I would say there is no sense in plotting more factors' or PCs' loadings, but if you really insist: display the first two (based on eigenvalues) or create only 2 factors. Or you could reduce dimension by other methods also (e.g. MDS).
Displaying 3 factors' loadings in a 3 dimensional graph would be just hardly clear, not to think about more factors.
UPDATE: I had a dream about trying to be more ontopic :)
You could easily show projections of each pairs of factors as #joran pointed out like (I am not dealing with rotation here):
f <- factanal(mtcars, factors=3)
pairs(f$loadings)
This way you could show even more factors and be able to tweak the plot also, e.g.:
f <- factanal(mtcars, factors=5)
pairs(f$loadings, col=1:ncol(mtcars), upper.panel=NULL, main="Factor loadings")
par(xpd=TRUE)
legend('topright', bty='n', pch='o', col=1:ncol(mtcars), attr(f$loadings, 'dimnames')[[1]], title="Variables")
Of course you could also add rotation vectors also by customizing the lower triangle, or showing it in the upper one and attaching the legend on the right/below etc.
Or just point the variables on a 3D scatterplot if you have no more than 3 factors:
library(scatterplot3d)
f <- factanal(mtcars, factors=3)
scatterplot3d(as.data.frame(unclass(f$loadings)), main="3D factor loadings", color=1:ncol(mtcars), pch=20)
Note: variable names should not be put on the plots as labels, but might go to a distinct legend in my humble opinion, specially with 3D plots.
It looks like there's a package for this:
http://factominer.free.fr/advanced-methods/multiple-factor-analysis.html
Comes with sample code, and multiple factors. Load the FactoMineR package and play around.
Good overview here:
http://factominer.free.fr/docs/article_FactoMineR.pdf
Graph from their webpage:
You can also look at the factor analysis object and see if you can't extract the values and plot them manually using ggplot2 or base graphics.
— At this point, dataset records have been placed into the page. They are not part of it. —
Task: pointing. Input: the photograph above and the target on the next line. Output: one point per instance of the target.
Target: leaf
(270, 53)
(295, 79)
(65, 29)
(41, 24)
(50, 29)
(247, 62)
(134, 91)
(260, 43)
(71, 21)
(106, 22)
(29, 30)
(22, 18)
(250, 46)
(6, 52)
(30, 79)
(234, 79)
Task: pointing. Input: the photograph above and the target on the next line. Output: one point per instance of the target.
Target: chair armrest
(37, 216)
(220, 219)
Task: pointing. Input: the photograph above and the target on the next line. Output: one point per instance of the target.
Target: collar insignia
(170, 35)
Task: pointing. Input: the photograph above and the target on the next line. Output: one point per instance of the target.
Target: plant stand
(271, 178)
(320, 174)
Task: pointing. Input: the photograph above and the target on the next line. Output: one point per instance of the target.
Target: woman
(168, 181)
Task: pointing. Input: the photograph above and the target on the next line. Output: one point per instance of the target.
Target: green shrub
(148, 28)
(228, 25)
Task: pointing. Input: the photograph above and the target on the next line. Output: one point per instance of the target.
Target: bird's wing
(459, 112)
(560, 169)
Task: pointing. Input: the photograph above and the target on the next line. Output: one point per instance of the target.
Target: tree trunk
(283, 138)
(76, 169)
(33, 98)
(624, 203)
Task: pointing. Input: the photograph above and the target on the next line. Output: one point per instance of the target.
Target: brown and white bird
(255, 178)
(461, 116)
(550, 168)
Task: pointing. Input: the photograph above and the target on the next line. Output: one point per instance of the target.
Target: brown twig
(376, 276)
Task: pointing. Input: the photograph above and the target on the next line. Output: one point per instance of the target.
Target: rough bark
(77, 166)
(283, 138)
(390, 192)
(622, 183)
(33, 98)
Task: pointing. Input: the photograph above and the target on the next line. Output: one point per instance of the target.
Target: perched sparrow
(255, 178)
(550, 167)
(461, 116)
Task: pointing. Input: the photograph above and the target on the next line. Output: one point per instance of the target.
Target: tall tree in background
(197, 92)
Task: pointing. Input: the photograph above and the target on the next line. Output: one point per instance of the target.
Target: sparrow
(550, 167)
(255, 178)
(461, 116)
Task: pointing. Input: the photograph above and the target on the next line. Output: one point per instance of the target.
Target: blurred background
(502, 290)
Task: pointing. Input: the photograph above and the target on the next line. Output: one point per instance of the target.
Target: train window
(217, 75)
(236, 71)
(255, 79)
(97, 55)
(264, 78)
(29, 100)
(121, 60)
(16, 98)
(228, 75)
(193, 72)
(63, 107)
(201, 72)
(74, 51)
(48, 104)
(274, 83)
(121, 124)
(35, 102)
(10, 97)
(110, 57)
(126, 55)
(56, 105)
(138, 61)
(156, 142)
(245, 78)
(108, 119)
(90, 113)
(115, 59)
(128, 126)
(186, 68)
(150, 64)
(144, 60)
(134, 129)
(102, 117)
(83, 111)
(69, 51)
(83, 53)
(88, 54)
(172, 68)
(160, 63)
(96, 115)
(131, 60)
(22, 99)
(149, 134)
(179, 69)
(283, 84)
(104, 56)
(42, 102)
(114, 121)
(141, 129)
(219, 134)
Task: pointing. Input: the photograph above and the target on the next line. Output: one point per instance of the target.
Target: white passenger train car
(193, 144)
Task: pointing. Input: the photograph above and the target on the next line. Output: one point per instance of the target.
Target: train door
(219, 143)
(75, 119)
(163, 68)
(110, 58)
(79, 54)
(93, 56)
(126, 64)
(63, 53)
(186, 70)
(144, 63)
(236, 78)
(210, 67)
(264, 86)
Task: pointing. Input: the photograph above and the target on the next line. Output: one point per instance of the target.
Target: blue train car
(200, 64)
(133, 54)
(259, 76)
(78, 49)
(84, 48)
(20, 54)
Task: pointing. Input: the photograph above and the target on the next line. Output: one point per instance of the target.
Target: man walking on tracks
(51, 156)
As daroczig mentions, each set of factor loadings gets its own dimension. So plotting in five dimensions is not only difficult, but often inadvisable.
You can, though, use a scatterplot matrix to display each pair of factor loadings. Using the example you cite from Venables & Ripley:
#Reproducing factor analysis from Venables & Ripley
#Note I'm only doing three factors, not five
data(ability.cov)
ability.FA <- factanal(covmat = ability.cov,factor = 3, rotation = "promax")
load <- loadings(ability.FA)
rot <- ability.FA$rot
#Pairs of factor loadings to plot
ind <- combn(1:3,2)
par(mfrow = c(2,2))
nms <- row.names(load)
#Loop over pairs of factors and draw each plot
for (i in 1:3){
eqscplot(load[,ind[1,i]],load[,ind[2,i]],xlim = c(-1,1),
ylim = c(-0.5,1.5),type = "n",
xlab = paste("Factor",as.character(ind[1,i])),
ylab = paste("Factor",as.character(ind[2,i])))
text(load[,ind[1,i]],load[,ind[2,i]],labels = nms)
arrows(c(0,0),c(0,0),rot[ind[,i],ind[,i]][,1],
rot[ind[,i],ind[,i]][,2],length = 0.1)
}
which for me resulting in the following plot:
Note that I had to play a little with the the x and y limits, as well as the various other fiddly bits. Your data will be different and will require different adjustments. Also, plotting each pair of factor loadings with five factors will make for a rather busy collection of scatterplots.